Keempat, pendukung Agus-Silvi mengalihkan dukungan kepada Anis-Sandi sebab kedua pasangan itu mempunyai program dan cita-cita yang sama, yakni ramah kepada kaum miskin kota dan tidak melakukan penggusuran. Kedua pasangan itu tidak akan melakukan apa yang sudah dilakukan Ahok yang dirasa tidak manusiawi dan melanggar aturan yang ada serta kontrak politik sebelumnya, yakni sering menggusur warganya.
Meski tidak menggusur dan hendak membangun warga di tepian sungai masih bisa dikatakan janji namun kesamaan program inilah yang bisa menyatukan aspirasi pendukung Agus-Silvi dengan Anis-Sandi.
Ketika selisih Anis-Sandi dan Ahok Djarot hanya sekitar 2 persen hingga 3 persen dan ketika mayoritas pendukung Agus-Silvi akan mengalihkan dukungan kepada Anis-Sandi maka di atas itung-itungan, Anis-Sandi akan menjadi pemenang Pilkada. Tinggal sekarang bagaimana tim sukses Anis-Sandi bisa merawat dan menjaga pemilihnya di Putaran I dan menyakinkan pemilih Agus-Silvi pada Putaran II untuk merapat padanya.

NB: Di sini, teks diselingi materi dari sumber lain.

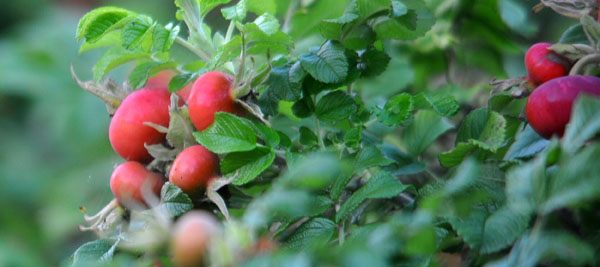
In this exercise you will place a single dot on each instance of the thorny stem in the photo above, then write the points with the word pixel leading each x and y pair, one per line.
pixel 321 144
pixel 289 14
pixel 581 63
pixel 194 50
pixel 256 113
pixel 229 31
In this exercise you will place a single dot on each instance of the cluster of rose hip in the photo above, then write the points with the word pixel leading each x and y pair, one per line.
pixel 549 106
pixel 192 170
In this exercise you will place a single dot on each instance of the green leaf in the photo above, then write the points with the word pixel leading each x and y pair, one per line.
pixel 270 136
pixel 584 123
pixel 368 157
pixel 236 12
pixel 380 185
pixel 181 80
pixel 267 23
pixel 427 127
pixel 548 248
pixel 100 21
pixel 409 26
pixel 329 64
pixel 135 31
pixel 140 74
pixel 180 132
pixel 591 27
pixel 164 37
pixel 527 144
pixel 260 7
pixel 174 201
pixel 397 111
pixel 335 106
pixel 501 229
pixel 98 251
pixel 208 5
pixel 113 58
pixel 373 62
pixel 526 184
pixel 110 39
pixel 259 42
pixel 307 137
pixel 227 134
pixel 247 165
pixel 284 83
pixel 312 172
pixel 576 181
pixel 574 35
pixel 443 104
pixel 313 232
pixel 227 52
pixel 480 130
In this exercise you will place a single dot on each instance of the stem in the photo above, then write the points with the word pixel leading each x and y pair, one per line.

Masa-masa penantian pada pencoblosan Putaran II, 19 April 2017, merupakan masa-masa yang rawan terjadinya pengalihan dukungan secara tiba-tiba dan massal. Untuk itu pasangan calon yang masih bertahan mereka akan menjaga citra atau melakukan pencitraan. Misalnya, biasanya kasar menerima warga di Balaikota, tiba-tiba santun dan akomodatif terhadap aspirasi. Pasangan yang ada tak hanya memoles citra namun juga merisaukan kampanye hitam, kampanye negatif, pelaporan atas dugaan kejahatan atau korupsi, dan yang paling berbahaya adalah ancaman money politic dan kecurangan pemilu.